Sent there for a heinous crime, Alex enters an unrecognizably structured world right from the onset. When he arrives to turn in his materials, he hands in his belongings one by one, which gets described loudly by a security guard. Every single item gets this loud attention to an incredible amount of detail, including one where Alex gets called a fraud upon hanging in his imitation red leather notebook. The system this guard would prefer includes making these prisoners suffer for the actions that brought them to prison. A sentiment many would share after seeing the actions of Alex preceding his sentencing. However, prison works at its best when it helps to reform people so they can become a better person when they re-enter society. This psychological treatment tries to get to an ultimate reform where the person cannot physically commit the crime again, but does it count if the person’s attitude remains the same? With this process the people behind the treatment are looking to fix the symptoms of the larger issue of crime happening in their town instead of looking at the larger systemic problems giving rise to people like Alex. The issue becomes a political one in the film, as it shows where the real interest lies in this sort of reform. 

As much as the first act of the film allows Alex to indulge in his sick desires, the story gives a good amount of satisfaction in the retribution he receives when he is released from prison. For someone who felt he had so much power at the beginning of the feature, it feels great for him to receive his comeuppance, especially from those he harmed in his past tirades. For some, it may not make up for his terrible behavior, but it becomes vital to display the story and look down on Alex and his actions even if it appears to be doing the contrary in the earlier parts of the story.

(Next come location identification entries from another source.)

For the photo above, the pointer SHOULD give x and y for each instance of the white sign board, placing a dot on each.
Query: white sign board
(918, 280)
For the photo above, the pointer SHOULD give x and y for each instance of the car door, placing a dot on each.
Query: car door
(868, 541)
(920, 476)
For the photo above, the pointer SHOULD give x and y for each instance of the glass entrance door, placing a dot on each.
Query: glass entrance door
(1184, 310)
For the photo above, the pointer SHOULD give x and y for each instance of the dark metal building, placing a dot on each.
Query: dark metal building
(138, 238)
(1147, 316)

On the technical side, this film creates a strange production design, as it introduces us to this world. As the opening scene displays, this world is hypersexualized to a completely uncomfortable degree where Alex and his droogs sit in a bar with female mannequins in the form of tables and repositories for their drug-laced milk. Much of the artwork in the houses we see focus on the female body but not in a way where it appears to be honoring them, but rather how the men of this world prefer to see them. The gaze upon these women within this artwork is strongly masculine, which makes what could be seen as empowering art into something incredibly perverted. The world feels full while also being incredibly cramped because everything begins to come down on Alex and his treacherous acts. The score of the film has a scintillating tune, which plays throughout, but I love the little bits of what would become the main theme of Kubrick’s The Shining. It popped in there a few times throughout the film and it gave me goosebumps even then. 

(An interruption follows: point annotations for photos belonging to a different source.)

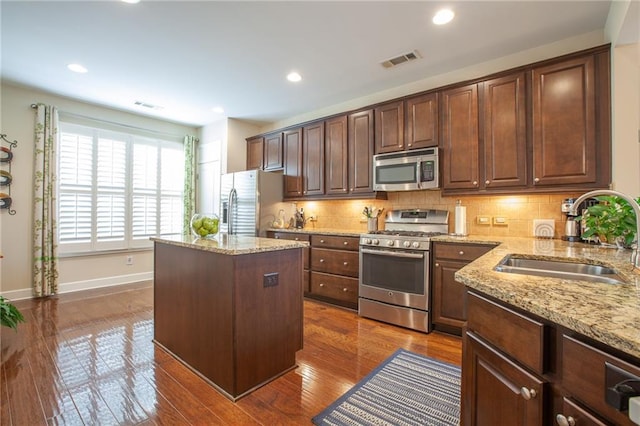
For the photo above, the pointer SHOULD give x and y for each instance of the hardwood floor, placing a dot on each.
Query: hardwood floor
(88, 358)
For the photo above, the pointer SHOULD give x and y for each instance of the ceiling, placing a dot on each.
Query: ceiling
(188, 57)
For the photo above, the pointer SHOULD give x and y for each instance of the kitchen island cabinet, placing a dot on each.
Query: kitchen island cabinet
(229, 308)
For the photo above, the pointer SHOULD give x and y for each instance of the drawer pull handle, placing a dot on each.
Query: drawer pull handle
(561, 420)
(527, 393)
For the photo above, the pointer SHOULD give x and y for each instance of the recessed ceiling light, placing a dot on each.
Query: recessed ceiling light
(77, 68)
(294, 77)
(443, 16)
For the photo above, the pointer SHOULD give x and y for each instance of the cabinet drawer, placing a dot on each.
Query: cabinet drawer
(515, 334)
(334, 287)
(466, 252)
(584, 376)
(335, 242)
(337, 262)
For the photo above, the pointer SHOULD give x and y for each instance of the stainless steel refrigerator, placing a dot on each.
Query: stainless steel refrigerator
(249, 201)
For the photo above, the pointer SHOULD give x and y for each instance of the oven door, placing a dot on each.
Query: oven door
(398, 277)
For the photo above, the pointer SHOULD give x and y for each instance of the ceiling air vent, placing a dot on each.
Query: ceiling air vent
(411, 56)
(147, 105)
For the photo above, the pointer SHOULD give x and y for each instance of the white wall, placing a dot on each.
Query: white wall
(17, 120)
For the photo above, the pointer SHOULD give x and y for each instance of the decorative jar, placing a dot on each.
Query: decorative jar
(205, 225)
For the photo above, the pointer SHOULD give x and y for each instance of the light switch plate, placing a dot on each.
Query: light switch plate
(543, 228)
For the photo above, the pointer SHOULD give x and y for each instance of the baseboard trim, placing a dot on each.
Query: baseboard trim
(71, 287)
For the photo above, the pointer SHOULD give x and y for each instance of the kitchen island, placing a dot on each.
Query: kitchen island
(230, 308)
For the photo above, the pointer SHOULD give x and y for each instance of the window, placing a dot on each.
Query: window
(115, 190)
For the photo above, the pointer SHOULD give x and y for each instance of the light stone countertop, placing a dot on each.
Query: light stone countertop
(608, 313)
(232, 244)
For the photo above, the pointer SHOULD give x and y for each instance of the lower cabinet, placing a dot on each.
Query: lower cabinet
(521, 370)
(448, 302)
(331, 267)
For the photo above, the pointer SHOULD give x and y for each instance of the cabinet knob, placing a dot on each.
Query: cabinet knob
(528, 393)
(561, 420)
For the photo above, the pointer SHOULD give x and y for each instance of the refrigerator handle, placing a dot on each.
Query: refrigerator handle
(231, 210)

Stanley Kubrick’s methodical process gets plenty of rightful criticism, but the results speak for themselves in this masterful work. He works through this incredibly complicated story and balances all of the themes flowing through it. He needs to manage telling this story through the eyes of Alex, while also condemning the person he is and the larger society helping to create such a monstrous young man. The camerawork shows incredible precision as what would be expected, but he really tried some daring shots in this feature, and he never steps away from a challenge. He’s my favorite director for a reason, and he absolutely stunned me with this film. 

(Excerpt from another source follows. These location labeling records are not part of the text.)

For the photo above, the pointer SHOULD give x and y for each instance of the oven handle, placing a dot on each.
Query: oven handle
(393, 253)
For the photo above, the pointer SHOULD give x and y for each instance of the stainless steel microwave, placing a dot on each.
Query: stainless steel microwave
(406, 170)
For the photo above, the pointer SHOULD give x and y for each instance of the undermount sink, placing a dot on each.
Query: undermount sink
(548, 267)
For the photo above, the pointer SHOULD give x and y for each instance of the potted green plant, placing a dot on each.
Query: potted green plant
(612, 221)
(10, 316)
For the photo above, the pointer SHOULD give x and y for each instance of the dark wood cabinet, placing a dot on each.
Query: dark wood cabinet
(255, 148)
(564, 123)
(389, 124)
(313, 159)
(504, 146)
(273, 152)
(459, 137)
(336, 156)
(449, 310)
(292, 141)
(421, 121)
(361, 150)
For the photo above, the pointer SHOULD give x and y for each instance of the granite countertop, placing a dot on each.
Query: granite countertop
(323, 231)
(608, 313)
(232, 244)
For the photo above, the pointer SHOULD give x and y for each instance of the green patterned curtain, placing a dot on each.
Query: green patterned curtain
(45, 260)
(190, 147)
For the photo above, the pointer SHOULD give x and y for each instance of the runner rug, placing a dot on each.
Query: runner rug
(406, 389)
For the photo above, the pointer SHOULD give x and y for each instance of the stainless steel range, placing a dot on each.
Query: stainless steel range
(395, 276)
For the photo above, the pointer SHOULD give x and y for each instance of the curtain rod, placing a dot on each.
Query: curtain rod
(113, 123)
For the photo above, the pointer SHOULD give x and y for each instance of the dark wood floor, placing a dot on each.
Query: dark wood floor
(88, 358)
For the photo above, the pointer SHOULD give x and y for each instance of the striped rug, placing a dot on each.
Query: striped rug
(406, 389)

Brutal at each step, A Clockwork Orange should be noted to need a content warning before anyone attempts to watch it but it tells such a damning story. Not only for an individual but for a larger system trying to control a disease in such an ineffective and immoral way. Everything looks stylized because Alex continually attempts to purport himself as someone important, but he’s a fraud in every level of his personality. The roller coaster ride he goes on makes for an equally horrifying and satisfying journey and it comes from the brilliant story and the fantastic collaboration by everyone involved. A truly vital piece of art, which will have scenes and certain images burned into your brain forever.